Eltern haben eine entscheidend wichtige Rolle, ihren Kindern trotz so mancher Entmutigungen immer wieder den Rücken zu stärken. Insbesondere regelmäßiges gemeinsames Lesen spielt eine wichtige Rolle. Texte können durchaus ganz nach den Interessen des Kindes ausgewählt werden. Oftmals bewährt sich eine etwas größere Schrift, auch ein abwechselndes Lesen von Eltern und Kind. Auf Fehler sollte behutsam eingegangen werden, eher nebenbei oder durch vorvereinbarte Signale, nicht in jedem Fall, aber durchaus bei grober Sinnentstellung.

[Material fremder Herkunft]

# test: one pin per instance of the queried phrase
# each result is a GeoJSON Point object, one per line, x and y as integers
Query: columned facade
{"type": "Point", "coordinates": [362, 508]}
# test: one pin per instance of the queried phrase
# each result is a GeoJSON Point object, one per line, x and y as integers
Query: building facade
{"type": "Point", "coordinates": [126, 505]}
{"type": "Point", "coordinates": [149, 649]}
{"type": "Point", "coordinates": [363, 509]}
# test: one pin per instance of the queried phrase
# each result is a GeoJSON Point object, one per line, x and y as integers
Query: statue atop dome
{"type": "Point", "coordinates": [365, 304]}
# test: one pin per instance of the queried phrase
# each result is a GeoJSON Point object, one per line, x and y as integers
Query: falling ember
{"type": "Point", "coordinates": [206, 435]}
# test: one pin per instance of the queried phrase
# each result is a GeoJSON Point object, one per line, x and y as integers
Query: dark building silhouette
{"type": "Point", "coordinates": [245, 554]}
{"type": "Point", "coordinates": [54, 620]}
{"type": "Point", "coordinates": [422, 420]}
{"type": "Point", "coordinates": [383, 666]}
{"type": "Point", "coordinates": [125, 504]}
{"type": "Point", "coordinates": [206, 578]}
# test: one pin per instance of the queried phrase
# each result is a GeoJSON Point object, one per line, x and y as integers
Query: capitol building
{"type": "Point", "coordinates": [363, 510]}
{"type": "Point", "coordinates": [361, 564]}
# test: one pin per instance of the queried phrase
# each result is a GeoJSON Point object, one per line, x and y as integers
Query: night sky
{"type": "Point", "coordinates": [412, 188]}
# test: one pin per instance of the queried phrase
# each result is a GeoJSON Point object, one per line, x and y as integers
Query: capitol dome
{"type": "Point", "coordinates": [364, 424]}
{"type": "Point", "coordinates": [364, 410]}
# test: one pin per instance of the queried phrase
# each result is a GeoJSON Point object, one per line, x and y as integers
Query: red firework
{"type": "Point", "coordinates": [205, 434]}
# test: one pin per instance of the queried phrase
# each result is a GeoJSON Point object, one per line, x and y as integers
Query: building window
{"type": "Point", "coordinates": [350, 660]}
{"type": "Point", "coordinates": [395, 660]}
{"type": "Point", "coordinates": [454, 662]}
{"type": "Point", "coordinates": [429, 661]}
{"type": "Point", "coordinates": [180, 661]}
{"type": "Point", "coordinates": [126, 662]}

Nach gewissen Abschnitten sollte das Gelesene mit dem Kind besprochen werden, sodass es lernt, nicht nur auf das technische Lesen, sondern die Inhaltserfassung zu achten. Hinsichtlich spezieller Leseübungen (z.B. silbisches Lesen) sollte auf Empfehlungen der Fachleute geachtet werden. Im Bereich des Rechtschreibens ist die Rolle der Eltern wiederum, das Kind für Schreiben im Alltag – etwa Notizen, Einkaufszettel, Mitteilungen via Email, Postkarten usw. – zu ermutigen und je nach Empfehlung der Schule oder des Leserechtschreibtrainers durch Übungen zur Verfestigung der Rechtschreibregeln oder zur Vergrößerung des Schriftwortschatzes durch Karteikastensysteme beizutragen.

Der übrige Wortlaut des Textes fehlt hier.